Tuesday, August 3, 2010

Starcraft II (Week One)

http://www.penny-arcade.com/comic/2010/8/4/

If you like the RTS genre at all -- particularly Blizzard's past games -- you're going to get your money's worth. Starcraft II has, hands down, the best single-player campaign I've played in an RTS game. The mission objectives are always creative and unique (besides, of course, the mandatory "defend your base" missions). From robbing trains, to exploding suns that slowly scorch everything on the battlefield, to fighting Zerg-infested humans who only -- and always, instead of the usual mostly -- come out at night on a planet with incredibly fast day and night cycles, the next mission always provides something new and exciting.

Nor is the campaign short -- something I feared after hearing that Starcraft II's story would be broken up over three releases (one for each race). I'd guess it took me between fifteen and twenty hours to complete on normal difficulty. And achievement whores like myself will have a lot fun/misery completing the game on hard to pick up the more challenging achievements.

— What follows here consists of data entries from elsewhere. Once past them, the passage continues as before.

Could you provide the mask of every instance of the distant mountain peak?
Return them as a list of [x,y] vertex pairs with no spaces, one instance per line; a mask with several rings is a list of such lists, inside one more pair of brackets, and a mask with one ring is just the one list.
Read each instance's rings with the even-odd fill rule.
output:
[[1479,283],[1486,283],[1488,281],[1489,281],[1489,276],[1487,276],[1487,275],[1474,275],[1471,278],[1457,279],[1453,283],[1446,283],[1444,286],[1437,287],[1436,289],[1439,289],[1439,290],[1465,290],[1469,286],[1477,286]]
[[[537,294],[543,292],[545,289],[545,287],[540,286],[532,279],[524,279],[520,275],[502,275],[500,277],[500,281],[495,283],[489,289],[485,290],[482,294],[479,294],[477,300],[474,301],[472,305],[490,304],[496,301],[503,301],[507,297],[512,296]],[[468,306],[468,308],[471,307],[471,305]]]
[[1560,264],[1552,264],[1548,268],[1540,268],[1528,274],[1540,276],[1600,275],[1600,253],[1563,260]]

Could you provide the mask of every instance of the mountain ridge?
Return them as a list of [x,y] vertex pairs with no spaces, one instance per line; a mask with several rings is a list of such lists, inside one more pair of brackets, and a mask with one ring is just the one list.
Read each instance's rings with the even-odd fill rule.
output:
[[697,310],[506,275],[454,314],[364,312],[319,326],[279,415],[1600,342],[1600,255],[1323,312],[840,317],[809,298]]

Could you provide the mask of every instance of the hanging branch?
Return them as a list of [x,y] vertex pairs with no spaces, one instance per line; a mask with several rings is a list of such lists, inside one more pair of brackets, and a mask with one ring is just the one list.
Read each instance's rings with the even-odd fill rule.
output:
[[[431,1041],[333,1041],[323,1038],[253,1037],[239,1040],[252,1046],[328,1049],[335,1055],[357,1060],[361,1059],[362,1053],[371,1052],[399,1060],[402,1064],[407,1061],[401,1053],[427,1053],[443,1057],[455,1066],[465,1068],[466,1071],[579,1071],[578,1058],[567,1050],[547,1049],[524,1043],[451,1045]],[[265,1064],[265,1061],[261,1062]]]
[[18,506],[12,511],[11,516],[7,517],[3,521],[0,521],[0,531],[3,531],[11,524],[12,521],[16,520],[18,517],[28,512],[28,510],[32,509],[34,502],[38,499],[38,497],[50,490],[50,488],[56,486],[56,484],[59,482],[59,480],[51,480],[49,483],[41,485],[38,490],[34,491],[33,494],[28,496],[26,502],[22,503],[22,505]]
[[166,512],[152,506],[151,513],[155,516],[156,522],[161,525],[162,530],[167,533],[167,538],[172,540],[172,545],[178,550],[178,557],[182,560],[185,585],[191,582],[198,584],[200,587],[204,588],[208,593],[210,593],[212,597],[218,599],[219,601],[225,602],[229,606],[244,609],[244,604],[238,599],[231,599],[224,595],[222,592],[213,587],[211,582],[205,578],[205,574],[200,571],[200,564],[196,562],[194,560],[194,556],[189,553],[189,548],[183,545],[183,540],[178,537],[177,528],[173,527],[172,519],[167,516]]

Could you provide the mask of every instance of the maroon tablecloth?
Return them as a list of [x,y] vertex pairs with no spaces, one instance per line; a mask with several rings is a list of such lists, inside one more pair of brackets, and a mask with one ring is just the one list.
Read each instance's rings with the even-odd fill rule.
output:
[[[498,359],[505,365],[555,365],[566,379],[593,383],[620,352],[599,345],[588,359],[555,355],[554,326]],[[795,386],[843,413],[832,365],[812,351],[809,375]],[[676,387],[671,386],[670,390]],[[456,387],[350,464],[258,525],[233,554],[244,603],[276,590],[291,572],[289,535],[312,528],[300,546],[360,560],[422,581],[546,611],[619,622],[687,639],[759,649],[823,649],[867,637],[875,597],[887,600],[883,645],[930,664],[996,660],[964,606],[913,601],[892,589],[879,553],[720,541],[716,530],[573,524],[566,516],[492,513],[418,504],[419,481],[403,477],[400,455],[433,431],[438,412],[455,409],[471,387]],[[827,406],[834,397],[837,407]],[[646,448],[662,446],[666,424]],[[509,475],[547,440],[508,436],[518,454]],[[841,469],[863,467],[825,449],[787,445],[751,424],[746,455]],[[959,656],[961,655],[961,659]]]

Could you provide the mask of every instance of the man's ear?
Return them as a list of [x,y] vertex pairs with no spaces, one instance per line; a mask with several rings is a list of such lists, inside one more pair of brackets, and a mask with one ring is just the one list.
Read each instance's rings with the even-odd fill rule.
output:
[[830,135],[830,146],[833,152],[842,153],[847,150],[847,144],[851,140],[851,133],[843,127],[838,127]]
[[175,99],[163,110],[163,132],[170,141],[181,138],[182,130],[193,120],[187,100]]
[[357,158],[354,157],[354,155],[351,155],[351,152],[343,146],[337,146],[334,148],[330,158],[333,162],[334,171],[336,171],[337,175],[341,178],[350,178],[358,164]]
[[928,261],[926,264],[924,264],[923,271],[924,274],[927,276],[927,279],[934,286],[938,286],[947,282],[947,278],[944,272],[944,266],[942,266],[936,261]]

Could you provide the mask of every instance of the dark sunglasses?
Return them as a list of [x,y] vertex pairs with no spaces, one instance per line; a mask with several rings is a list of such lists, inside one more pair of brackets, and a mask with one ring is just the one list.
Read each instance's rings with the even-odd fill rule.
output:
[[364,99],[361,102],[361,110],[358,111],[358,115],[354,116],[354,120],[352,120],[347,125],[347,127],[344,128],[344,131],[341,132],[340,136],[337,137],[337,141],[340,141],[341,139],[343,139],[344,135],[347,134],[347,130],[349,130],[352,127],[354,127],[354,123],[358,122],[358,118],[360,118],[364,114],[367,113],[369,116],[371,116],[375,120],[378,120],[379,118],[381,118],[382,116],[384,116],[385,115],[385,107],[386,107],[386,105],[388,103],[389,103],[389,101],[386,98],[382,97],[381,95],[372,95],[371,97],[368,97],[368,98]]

So, is the game that different from the original?

Yes and no. The most simple answer I can give is that what's featured isn't that different -- most of the units and structures for each faction return, with a few deletions and additions -- but how everything works feels overhauled, tweaked, refined. I spent a few hours with the first Starcraft after beating Starcraft II's campaign, and the experience felt very, very cumbersome in comparison to its successor.

The single biggest -- and most welcome -- change is the removal of a unit cap on each hotkey. Your entire army can be controlled with only one hotkey. The A.I. for your units has been drastically improved to accommodate for this: the units place themselves where you want them to go with a lot less effort on your part, without it feeling like the game is doing all the work for you. And thank the Maker that science vessels will no longer charge blindly ahead of slower units -- and they're finally smart enough to effectively retreat from enemy fire. That alone is worth sixty bucks.

Having one big army assigned to a single hotkey might not make for the most effective army, but for people like me who can't keep up with the pace of each round's endgame, it's an incredibly helpful option.

Going to get back to the game. Possible updates to come.